O'Neill scratched his head. "OK. We'll be in Daniel's room getting him a more suitable outfit."
"What about me?" Carter said indignantly.
"I don't see anything wrong with that outfit," O'Neill said and then relented under her glare. "I thought all your clothes were taken," he said and handed her the tapestry.
*
At the entrance to Jackson's room O'Neill paused. He waved them to wait and pulled his AK-47 from his webbing. He pushed the tapestry aside with the barrel of the gun and peered through the opening. He pulled his torch off his webbing and poked that through the opening and had another go at checking out the contents of the room. It worked much better now that he could see.
"It's clear," he hissed over his shoulder. "I want one of us on guard at all times," he hissed at Jackson and Carter. "All of us in the one room. I'll take the first watch."
SG-1 went to move forward.
O'Neill raised his arm to stay them in place. "Did anyone else hear that?"
"What?" Jackson and Carter asked in unison.

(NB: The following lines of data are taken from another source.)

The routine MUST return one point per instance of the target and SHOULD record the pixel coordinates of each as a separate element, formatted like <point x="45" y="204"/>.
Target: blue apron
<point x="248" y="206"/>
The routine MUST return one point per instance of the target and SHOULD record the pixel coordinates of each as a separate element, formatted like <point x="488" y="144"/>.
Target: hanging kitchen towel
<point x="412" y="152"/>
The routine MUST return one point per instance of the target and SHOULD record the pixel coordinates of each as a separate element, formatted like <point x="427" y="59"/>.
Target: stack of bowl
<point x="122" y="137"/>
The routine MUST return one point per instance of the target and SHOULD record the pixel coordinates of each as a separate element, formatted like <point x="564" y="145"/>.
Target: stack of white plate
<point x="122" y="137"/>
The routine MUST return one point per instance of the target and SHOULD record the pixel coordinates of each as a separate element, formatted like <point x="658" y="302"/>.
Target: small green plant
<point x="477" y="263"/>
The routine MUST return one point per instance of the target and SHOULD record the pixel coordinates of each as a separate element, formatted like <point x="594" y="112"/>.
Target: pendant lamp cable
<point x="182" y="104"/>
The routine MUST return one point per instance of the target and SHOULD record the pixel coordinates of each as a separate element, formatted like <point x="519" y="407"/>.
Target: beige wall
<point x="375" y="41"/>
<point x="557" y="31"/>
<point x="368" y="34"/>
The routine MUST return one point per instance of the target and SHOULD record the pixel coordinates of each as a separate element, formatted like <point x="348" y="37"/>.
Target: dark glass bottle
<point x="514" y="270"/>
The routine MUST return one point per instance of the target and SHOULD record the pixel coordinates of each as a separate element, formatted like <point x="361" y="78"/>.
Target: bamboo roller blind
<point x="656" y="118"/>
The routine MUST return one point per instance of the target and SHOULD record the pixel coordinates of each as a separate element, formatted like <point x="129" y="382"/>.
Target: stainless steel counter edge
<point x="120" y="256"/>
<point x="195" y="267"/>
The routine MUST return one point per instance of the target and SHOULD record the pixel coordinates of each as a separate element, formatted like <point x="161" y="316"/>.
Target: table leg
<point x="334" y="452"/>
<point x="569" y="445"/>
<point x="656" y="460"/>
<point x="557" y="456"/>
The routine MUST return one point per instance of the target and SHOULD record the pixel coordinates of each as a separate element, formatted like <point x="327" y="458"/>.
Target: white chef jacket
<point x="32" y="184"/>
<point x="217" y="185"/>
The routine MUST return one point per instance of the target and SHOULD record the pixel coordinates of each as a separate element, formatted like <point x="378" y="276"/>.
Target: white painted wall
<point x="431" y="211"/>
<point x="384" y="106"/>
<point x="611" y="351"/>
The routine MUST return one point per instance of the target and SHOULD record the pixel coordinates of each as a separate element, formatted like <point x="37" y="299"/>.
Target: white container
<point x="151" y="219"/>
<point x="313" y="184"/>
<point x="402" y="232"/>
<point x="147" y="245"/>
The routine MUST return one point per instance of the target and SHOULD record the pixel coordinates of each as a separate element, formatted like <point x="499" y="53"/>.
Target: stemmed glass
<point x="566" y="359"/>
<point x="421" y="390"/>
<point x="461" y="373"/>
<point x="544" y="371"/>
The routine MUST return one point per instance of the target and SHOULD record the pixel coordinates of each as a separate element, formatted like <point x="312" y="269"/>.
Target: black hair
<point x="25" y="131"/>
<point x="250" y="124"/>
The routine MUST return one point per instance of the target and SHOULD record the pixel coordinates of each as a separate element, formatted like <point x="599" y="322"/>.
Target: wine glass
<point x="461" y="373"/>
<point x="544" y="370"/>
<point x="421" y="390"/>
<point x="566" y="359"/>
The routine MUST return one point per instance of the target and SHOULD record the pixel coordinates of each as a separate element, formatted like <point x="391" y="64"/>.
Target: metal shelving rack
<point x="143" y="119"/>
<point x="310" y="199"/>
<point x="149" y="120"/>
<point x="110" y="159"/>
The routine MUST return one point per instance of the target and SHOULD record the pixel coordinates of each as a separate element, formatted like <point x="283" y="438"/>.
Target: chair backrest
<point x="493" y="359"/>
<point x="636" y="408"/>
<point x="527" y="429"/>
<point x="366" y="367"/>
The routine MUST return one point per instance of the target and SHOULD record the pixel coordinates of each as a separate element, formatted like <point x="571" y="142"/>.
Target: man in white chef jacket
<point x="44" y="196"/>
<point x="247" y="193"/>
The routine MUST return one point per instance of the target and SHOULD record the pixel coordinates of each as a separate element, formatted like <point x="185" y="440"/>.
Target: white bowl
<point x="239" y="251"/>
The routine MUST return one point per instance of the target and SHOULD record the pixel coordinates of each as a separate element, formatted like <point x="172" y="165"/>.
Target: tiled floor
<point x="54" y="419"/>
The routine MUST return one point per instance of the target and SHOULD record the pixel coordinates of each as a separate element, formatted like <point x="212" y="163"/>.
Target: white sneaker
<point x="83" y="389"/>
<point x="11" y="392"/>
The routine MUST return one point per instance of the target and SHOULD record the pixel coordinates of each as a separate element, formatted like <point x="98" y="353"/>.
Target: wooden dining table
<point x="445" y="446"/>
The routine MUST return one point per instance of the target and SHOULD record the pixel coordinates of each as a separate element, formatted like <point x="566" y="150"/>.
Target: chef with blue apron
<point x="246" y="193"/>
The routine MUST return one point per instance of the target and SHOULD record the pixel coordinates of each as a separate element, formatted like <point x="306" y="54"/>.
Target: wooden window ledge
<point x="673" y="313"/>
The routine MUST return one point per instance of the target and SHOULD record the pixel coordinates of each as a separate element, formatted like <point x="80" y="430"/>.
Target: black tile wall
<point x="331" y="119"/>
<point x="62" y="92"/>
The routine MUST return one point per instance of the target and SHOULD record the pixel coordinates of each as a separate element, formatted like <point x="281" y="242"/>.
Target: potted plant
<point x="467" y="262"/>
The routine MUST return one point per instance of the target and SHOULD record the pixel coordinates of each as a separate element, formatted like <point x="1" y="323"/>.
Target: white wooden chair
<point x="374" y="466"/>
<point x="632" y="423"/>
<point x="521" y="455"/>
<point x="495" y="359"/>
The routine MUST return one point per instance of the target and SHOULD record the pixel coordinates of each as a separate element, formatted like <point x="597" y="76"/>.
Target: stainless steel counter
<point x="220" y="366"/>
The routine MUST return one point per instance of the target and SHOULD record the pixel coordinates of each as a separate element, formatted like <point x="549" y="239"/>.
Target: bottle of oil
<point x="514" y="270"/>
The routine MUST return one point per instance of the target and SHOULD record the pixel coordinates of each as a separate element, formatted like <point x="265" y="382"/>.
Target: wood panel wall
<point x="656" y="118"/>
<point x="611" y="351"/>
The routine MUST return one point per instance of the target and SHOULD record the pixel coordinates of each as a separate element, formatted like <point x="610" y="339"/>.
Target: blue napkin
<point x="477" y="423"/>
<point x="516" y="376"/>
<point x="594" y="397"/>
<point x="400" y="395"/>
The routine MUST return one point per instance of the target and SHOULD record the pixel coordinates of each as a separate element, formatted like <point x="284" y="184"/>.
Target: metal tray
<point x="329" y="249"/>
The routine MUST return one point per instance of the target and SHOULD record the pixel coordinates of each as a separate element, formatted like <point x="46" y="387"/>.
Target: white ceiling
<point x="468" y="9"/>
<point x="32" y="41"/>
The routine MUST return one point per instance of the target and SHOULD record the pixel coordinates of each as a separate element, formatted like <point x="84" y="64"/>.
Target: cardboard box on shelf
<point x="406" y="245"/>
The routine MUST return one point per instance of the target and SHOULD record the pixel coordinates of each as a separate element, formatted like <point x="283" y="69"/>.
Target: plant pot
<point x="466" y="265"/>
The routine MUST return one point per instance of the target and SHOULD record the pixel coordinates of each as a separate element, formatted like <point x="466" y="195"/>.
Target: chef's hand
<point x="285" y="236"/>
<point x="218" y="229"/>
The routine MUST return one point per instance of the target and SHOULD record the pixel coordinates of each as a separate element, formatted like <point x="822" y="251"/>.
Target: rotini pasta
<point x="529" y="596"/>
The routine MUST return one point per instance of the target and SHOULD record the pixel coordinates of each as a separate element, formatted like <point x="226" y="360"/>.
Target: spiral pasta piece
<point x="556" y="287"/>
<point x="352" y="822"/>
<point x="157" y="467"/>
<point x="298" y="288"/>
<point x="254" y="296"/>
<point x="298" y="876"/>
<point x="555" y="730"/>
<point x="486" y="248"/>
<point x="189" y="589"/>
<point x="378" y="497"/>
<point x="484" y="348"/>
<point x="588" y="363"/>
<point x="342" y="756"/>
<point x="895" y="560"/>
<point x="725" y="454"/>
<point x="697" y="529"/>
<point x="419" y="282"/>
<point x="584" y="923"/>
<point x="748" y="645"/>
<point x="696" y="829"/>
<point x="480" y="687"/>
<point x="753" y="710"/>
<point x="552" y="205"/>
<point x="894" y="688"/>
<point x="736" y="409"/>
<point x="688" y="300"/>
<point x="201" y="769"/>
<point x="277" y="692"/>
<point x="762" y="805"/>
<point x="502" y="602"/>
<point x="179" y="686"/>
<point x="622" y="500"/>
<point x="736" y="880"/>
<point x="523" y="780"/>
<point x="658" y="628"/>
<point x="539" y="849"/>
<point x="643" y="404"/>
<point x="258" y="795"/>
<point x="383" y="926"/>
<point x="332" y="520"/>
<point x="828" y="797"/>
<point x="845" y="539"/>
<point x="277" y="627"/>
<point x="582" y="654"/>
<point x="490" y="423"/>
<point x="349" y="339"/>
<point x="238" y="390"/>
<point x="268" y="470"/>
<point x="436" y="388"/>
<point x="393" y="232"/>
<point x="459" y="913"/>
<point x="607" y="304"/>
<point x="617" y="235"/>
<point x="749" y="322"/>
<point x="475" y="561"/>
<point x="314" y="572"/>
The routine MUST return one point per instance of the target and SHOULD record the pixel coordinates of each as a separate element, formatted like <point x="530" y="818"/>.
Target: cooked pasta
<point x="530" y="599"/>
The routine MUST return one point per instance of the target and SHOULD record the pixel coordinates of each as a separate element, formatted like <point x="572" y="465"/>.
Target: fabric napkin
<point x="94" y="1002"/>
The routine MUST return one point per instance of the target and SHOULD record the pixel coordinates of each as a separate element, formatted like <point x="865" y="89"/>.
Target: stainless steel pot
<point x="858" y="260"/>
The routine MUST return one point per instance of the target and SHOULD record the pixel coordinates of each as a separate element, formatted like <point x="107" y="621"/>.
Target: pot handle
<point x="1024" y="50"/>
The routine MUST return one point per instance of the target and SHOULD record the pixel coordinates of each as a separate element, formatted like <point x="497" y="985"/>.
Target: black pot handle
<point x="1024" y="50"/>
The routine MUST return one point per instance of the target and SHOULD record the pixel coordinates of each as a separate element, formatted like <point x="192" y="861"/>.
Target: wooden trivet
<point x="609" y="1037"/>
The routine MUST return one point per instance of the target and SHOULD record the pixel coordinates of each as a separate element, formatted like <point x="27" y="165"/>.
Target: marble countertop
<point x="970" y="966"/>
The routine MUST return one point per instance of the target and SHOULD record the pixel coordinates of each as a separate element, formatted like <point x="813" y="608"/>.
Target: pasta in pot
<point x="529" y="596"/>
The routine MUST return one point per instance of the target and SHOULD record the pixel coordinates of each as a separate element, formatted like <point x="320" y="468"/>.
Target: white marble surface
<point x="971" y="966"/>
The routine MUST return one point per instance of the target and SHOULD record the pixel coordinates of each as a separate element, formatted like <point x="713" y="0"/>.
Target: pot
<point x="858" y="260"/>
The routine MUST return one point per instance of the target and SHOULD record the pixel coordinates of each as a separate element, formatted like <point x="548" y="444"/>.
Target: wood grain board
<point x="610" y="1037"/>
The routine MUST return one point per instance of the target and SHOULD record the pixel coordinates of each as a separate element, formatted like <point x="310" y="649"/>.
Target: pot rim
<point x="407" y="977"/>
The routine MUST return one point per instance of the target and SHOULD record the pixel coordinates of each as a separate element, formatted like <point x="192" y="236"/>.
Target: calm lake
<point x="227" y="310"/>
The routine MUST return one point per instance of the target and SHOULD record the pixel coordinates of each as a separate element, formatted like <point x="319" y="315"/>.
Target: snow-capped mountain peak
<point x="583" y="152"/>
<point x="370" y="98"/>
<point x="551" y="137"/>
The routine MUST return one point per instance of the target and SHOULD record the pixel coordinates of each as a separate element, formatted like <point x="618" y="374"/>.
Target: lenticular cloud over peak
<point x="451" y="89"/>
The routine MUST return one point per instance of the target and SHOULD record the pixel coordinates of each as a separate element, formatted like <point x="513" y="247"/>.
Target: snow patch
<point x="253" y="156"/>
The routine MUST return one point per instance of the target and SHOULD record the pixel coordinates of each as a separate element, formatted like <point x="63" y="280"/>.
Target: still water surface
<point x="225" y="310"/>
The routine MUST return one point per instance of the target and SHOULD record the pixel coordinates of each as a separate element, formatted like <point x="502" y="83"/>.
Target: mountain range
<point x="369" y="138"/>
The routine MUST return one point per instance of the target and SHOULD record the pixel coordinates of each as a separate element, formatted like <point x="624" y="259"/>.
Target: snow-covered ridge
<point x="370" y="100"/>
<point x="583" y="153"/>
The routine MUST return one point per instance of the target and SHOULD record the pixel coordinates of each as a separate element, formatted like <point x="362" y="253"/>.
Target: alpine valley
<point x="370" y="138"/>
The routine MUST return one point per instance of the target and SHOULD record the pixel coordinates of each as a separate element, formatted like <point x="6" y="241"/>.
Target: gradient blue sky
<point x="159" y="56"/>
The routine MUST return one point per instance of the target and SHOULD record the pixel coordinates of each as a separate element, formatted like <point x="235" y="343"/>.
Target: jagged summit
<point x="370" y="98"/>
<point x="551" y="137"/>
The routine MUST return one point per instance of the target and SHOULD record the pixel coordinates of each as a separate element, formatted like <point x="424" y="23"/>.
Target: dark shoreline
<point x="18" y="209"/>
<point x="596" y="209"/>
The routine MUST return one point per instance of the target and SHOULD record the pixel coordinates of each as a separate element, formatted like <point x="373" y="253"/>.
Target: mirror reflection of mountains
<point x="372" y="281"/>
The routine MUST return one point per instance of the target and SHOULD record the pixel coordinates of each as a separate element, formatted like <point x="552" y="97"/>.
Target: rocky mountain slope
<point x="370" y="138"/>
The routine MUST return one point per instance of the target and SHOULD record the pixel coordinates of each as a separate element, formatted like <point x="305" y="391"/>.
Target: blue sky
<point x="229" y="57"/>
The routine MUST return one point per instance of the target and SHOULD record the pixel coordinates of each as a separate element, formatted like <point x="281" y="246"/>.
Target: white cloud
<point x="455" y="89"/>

"I thought I heard someone moving in the corridor ahead of us. Just wait here for a sec."
He walked past the tapestry opening and poked his head around the corner. He remembered the torch this time and was just in time to catch a flash of white as someone raced around the next corner and out of sight.
Puzzled by that chain of events he scratched his head and went back to join the others. "Come on," he said and waved them through the gap between the tapestry and the wall, "let's get some sleep. I'll take the first watch."